Parliamo troppo di noi. I clienti spesso ci chiedono di raccontare qualcosa di noi. In realtà non intendono davvero questo. Semplicemente non sanno cos'altro chiedere e non vogliono apparire impreparati.

Immagina di uscire per un appuntamento al buio con qualcuno. Ti piacerebbe sentirlo parlare delle ultime diciassette persone con cui è uscito? Naturalmente no. Eppure, in qualche modo, ci aspettiamo che i clienti siano affascinati da tutte le nostre relazioni passate. Ma il loro argomento preferito è lo stesso di tutti gli altri: loro stessi. Parlare di noi non ci rende affidabili. Parlare di loro, e soprattutto ascoltarli parlare di sé, sì.

I clienti prestano attenzione a noi solo se, per primi, noi prestiamo attenzione a loro.

Siamo orientati al controllo. La maggior parte dei programmi di formazione alla vendita insegna a stabilire un obiettivo per ogni incontro. Molti consulenti seguono con entusiasmo questo consiglio. Diciamo: «Aspetti un momento, arriverò a questo punto nella prossima sezione». Guardiamo l'orologio mentre il cliente parla di qualcosa che non coincide con il nostro obiettivo. Se il cliente devia verso altri argomenti, riportiamo gentilmente ma con decisione la conversazione sui nostri obiettivi. Se il tempo sta per finire, interrompiamo conversazioni vivaci guidate dal cliente pur di arrivare ai nostri punti.

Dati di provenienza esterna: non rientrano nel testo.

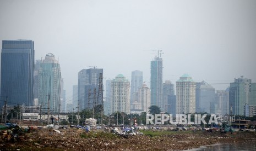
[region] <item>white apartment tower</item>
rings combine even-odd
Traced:
[[[145,83],[142,87],[139,89],[138,92],[139,102],[141,104],[142,112],[149,113],[149,107],[150,106],[150,89],[146,86]]]
[[[111,81],[111,113],[130,113],[130,82],[119,74]]]
[[[187,74],[176,82],[176,113],[195,112],[195,83]]]

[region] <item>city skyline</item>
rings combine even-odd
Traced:
[[[1,1],[0,40],[34,40],[35,60],[54,54],[68,103],[88,66],[104,69],[104,82],[139,70],[150,86],[158,49],[163,82],[186,73],[215,90],[241,75],[256,81],[254,1],[47,2]]]

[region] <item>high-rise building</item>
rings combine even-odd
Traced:
[[[157,106],[161,109],[162,106],[162,59],[160,56],[155,56],[151,62],[150,90],[151,105]]]
[[[3,40],[1,96],[15,104],[33,103],[35,50],[32,40]],[[0,106],[4,102],[0,101]]]
[[[47,54],[41,64],[39,72],[39,102],[42,108],[53,112],[60,109],[61,72],[58,61],[53,54]],[[50,99],[50,104],[48,100]]]
[[[244,78],[243,76],[235,78],[235,82],[230,83],[229,102],[231,114],[244,115],[246,104],[254,105],[256,98],[255,92],[252,91],[255,90],[253,85],[255,84],[252,83],[251,79]]]
[[[36,60],[35,64],[35,69],[34,70],[34,106],[39,105],[38,102],[38,88],[39,88],[39,75],[38,73],[41,67],[41,60]]]
[[[214,114],[215,89],[204,81],[200,86],[200,111]]]
[[[176,96],[168,96],[168,108],[167,112],[171,114],[176,114]]]
[[[143,84],[143,73],[142,71],[134,71],[132,72],[132,80],[130,81],[130,104],[133,102],[133,95],[141,88]]]
[[[228,91],[216,90],[215,94],[215,114],[224,116],[229,114]]]
[[[176,82],[176,113],[195,112],[195,83],[187,74]]]
[[[75,108],[75,111],[77,111],[77,107],[78,103],[78,85],[74,85],[73,86],[73,97],[72,97],[72,108]],[[72,108],[69,108],[69,109],[72,109]]]
[[[61,82],[61,112],[65,112],[66,109],[66,90],[64,90],[64,79]]]
[[[94,101],[97,101],[95,100],[97,98],[100,73],[103,76],[103,69],[97,69],[96,67],[88,69],[83,69],[78,73],[78,97],[79,100],[79,110],[92,108],[94,106],[97,105],[95,104],[96,102],[94,105]],[[88,96],[90,96],[90,98],[89,98],[90,97]],[[102,102],[98,102],[98,104]]]
[[[163,111],[167,112],[168,111],[168,96],[174,96],[174,84],[169,80],[165,80],[162,85]]]
[[[130,113],[130,82],[119,74],[111,81],[111,113],[116,112]]]
[[[144,83],[138,91],[138,102],[140,104],[141,112],[149,113],[150,107],[150,89]]]
[[[106,97],[104,101],[104,114],[109,115],[111,102],[111,80],[106,80]]]
[[[204,84],[204,82],[195,83],[195,112],[200,113],[201,107],[200,106],[200,87]]]
[[[73,105],[73,103],[67,103],[67,108],[66,108],[66,111],[67,112],[73,112],[73,109],[74,108],[74,106]]]

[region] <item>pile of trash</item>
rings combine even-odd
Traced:
[[[94,127],[96,126],[97,120],[95,119],[89,118],[86,119],[85,121],[84,121],[84,124],[85,124],[85,126],[90,126],[91,127]]]
[[[125,127],[122,130],[119,127],[115,127],[112,129],[111,132],[119,135],[143,135],[143,132],[134,131],[134,129],[130,127]]]

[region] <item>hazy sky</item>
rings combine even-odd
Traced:
[[[111,79],[141,71],[149,86],[157,49],[164,81],[188,73],[221,90],[241,75],[256,82],[254,0],[0,0],[0,40],[16,39],[34,40],[36,60],[59,59],[68,101],[89,66]]]

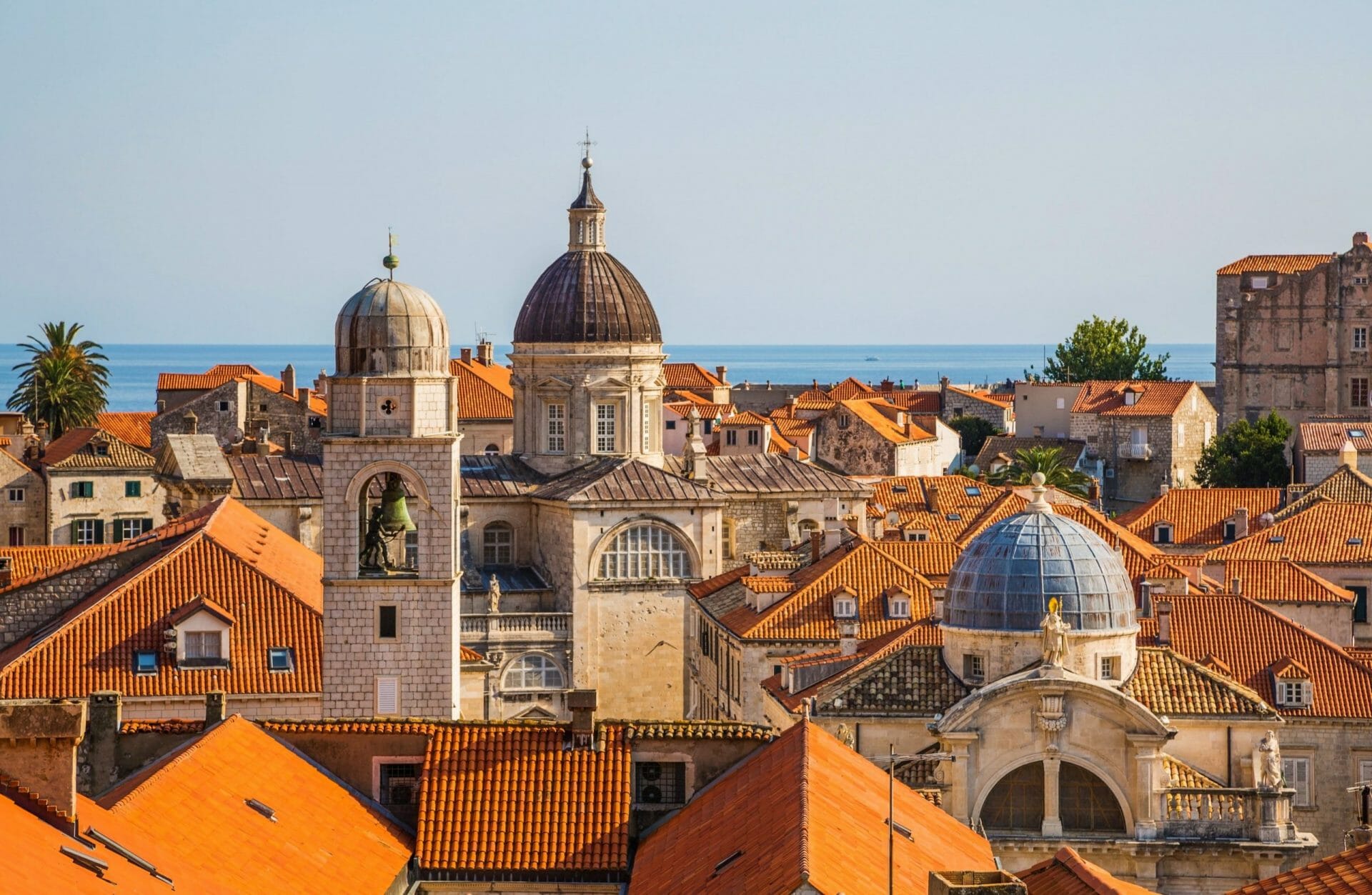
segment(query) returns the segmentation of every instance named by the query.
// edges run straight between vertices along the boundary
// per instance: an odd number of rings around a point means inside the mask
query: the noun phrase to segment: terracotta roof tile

E se usciamo dall'incontro senza aver raggiunto i nostri obiettivi, ci sentiamo come se avessimo fallito.

Esistono soltanto due buoni obiettivi per qualsiasi interazione di vendita. Il primo è far progredire la relazione. Il secondo è aiutare il cliente. Se hai raggiunto il secondo obiettivo, quasi sempre hai raggiunto anche il primo.

Si ottiene il massimo controllo rinunciandovi.

Ci concentriamo troppo sulla transazione. La maggior parte degli approcci allo sviluppo del business deriva da modelli di vendita pensati per settori diversi dalla consulenza ed è radicata in una visione competitiva della vendita, nella quale tutta l'attenzione è rivolta a «chiudere l'affare». Questo approccio è sbagliato per il settore della consulenza. L'attenzione dovrebbe invece essere posta sul «fare la cosa giusta, quella successiva, per il cliente». Ottenere l'incarico diventa semplicemente un'altra tappa di una relazione che continua a svilupparsi.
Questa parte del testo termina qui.